Aber Propheten gelten bekanntlich im eigenen Lande wenig, auch nicht während der Adventszeit, wenngleich ich die netten Worte des Kollegen Lothar Hay zur Weihnachtszeit vernommen habe. Allerdings spreche ich die unangenehmen Wahrheiten heute wieder an, weil die Probleme nicht dadurch verschwinden, dass man über sie nicht redet. Lothar Hay, das gilt übrigens auch für die Probleme der Zuwanderung. Wenn wir Themen tabuisieren, überlassen wir die Felder den anderen. Ich warne davor zu erklären, wir sollten etwas im Wahlkampf nicht ansprechen. Wir müssen es ansprechen, damit wir die Herrschaft über die Themen behalten und sich nicht andere dieser Themen bemächtigen.

(Beifall bei FDP, CDU und des Abgeordneten Lars Harms [SSW])

Die Frage ist, wie man sie vernünftigerweise ansprechen sollte. Aber dass wir sie ansprechen müssen, liegt für mich auf der Hand.

Liebe Kolleginnen und Kollegen, zunächst möchte ich Ihnen die wirtschaftliche und finanzpolitische Lage Schleswig-Holsteins am Ende des Jahres 2001 noch einmal darlegen, damit uns allen bewusst wird, wie die

(Wolfgang Kubicki)

jetzige Haushaltsbruchbude aussieht und wie verheerend die gegenwärtige Politik von SPD und Grünen auf Schleswig-Holstein wirkt. Hierzu ein längeres, höchst aktuelles Zitat:

„Weltweit vollzieht sich... ein rasanter ökonomischer Strukturwandelungsprozess. Neue Produktionstechnologien wurden entwickelt, neue Produktionskonzepte sind entstanden. Marktlagen haben sich verschoben und die verstärkte internationale Konkurrenz führte zu einer Beschleunigung des wirtschaftlichen Konzentrationsprozesses. Wir befinden uns... inmitten eines Prozesses der Verschiebung ganzer Branchen- und Unternehmensstrukturen in Europa und weit darüber hinaus. Heute wird... über die ökonomische Zukunft... des beginnenden Jahrtausends... entschieden.

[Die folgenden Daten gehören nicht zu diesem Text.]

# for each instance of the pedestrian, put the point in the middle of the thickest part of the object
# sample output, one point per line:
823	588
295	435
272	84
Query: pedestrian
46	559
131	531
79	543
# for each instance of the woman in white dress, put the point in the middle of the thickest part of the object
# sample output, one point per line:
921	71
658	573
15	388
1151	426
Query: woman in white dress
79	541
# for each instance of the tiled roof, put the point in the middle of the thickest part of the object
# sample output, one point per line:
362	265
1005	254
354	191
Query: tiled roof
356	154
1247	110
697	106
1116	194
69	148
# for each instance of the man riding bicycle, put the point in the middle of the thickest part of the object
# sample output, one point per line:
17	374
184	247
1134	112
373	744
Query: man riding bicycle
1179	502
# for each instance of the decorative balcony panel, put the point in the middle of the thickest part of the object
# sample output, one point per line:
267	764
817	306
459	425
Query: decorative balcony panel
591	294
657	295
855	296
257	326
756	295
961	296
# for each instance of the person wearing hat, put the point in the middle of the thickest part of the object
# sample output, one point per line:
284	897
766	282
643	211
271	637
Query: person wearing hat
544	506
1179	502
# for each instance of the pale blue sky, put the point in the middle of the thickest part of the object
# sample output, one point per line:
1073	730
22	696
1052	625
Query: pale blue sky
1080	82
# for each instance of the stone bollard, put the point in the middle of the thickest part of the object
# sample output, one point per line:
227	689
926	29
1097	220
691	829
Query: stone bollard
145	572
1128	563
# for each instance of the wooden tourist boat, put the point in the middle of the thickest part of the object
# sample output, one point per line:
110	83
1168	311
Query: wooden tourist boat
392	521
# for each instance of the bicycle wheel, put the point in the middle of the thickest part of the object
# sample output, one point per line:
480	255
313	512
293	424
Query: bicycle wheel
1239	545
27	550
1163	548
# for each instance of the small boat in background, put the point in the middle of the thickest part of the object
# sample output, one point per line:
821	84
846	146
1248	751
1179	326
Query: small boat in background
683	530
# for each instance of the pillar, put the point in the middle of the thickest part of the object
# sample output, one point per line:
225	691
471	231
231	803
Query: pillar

Unser Land ist für die Herausforderungen... nicht... gerüstet. Während andere Bundesländer längst dabei sind, den ökonomischen und gesellschaftlichen Strukturwandel zu gestalten, wurde bei uns wirtschafts- und strukturpolitische Abstinenz geübt und durch fleißige PR-Arbeit versucht, den Menschen bittere Wahrheiten vorzuenthalten.“

(Beifall bei FDP und CDU)

- Ich sage rein vorsorglich: Ich bin immer noch beim Zitat.

„Am Beginn eines politischen Neuanfangs in diesem Land muss zuallererst eine schonungslose Bestandsaufnahme stehen. Das Ergebnis... ist... erschütternd. Es liegt kein Konzept vor, wie unser Land angesichts der dargestellten ökonomischen Entwicklung neue Produktionsbereiche und neue Zukunftsmärkte erschließen kann. Es liegt... keine Analyse der Produktionspotenziale des Landes und ihrer möglichen Entwicklungsfähigkeit vor.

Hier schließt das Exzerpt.